Our country has seen as many different types of protest as it has seen reasons for protest. However Rosa Parks has always been particularly inspiring to me because of her brave, dignified, determined style. I still remember the childlike awe with which I regarded the Rosa Parks story the first time I heard it in the second grade. As a shy child who would run home and hide in a tree if anyone looked sharply at me or heaven forbid raised their voice to me, Rosa Parks’s simple but unimaginably brave refusal to give up her seat on a bus was to me, a story of an epic heroine.
As children will do, I put her story in my own context by imagining what it would be like to stand up to school bus bullies and refuse to move the next time one of them wanted my breezy seat by the window on a stifling August day in Texas. I never worked up the nerve to do it. But as an adult, I understand more fully the scope of the courage required for a black woman to take such a stand in 1955. So today I remember and honor Rosa Parks, the tiny stoic woman, who sparked a movement that forever changed our country with her simple act of quiet defiance.
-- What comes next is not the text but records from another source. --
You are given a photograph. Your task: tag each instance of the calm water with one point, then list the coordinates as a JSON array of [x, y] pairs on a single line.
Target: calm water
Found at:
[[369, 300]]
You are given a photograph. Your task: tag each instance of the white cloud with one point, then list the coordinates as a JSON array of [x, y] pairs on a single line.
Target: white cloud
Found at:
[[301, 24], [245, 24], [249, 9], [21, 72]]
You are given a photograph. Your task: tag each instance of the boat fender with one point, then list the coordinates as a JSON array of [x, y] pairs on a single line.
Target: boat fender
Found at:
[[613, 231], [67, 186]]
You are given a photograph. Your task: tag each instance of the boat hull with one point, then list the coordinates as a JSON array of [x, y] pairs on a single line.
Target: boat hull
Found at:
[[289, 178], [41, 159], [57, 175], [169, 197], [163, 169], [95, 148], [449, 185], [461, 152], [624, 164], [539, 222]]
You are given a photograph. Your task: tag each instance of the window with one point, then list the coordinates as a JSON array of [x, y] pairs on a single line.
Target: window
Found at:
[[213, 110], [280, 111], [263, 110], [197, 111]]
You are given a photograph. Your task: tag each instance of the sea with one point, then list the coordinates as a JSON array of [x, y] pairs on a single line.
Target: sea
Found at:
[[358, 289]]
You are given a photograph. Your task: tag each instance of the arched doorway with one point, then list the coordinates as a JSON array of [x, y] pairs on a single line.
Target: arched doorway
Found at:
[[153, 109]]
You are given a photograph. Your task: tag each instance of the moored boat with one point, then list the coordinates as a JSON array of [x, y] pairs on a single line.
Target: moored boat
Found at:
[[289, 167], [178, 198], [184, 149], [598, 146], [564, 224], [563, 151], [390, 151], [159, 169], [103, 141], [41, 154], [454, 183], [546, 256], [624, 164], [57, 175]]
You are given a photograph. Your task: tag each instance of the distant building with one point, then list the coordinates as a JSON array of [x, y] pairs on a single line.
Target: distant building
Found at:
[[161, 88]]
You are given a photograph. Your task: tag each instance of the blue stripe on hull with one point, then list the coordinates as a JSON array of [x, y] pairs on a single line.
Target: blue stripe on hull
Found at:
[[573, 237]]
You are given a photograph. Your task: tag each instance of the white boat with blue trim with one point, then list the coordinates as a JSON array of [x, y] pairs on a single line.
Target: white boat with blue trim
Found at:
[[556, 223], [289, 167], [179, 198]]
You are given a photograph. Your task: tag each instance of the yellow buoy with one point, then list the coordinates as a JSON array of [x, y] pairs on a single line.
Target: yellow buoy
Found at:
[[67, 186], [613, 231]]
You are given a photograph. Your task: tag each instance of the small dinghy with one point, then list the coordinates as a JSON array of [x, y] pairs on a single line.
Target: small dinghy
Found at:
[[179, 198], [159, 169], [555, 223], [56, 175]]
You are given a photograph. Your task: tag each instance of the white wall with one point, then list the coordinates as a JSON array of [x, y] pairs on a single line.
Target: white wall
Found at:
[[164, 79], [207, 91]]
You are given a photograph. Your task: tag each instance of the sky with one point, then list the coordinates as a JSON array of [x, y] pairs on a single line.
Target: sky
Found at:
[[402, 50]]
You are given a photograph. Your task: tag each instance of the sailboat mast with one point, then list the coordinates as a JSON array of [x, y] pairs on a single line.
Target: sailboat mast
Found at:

Rosa Louise Parks was nationally recognized as the “mother of the modern day civil rights movement” in America. Her refusal to surrender her seat to a white male passenger on a Montgomery, Alabama bus, December 1, 1955, triggered a wave of protest December 5, 1955 that reverberated throughout the United States. Her quiet courageous act changed America, its view of black people and redirected the course of history.

Way to go TNA, every important date involves an important, under-recognized woman /(women)
thanks Thia, for posting on Rosa Parks.
there is another under recognized female who did not give up her her seat way before the civil rights movement. Ida B. Wells, 1862-1931, would not leave a first class ladies’ car on a Memphis railway and rose to lead the nation’s first campaign against lynching.
Thanks Marille, she is indeed a fascinating under recognized woman! Others can read more about her here if you’re interested.
The stories of these two women seems to imply that women take the most dangerous risk by being first to test the waters of a controversial issue risks and if and when it ignites people to action, the men quickly come in and take over and are recognized for their courage and vision!
IMO, the truest and most couragous vision is the one who sees it first!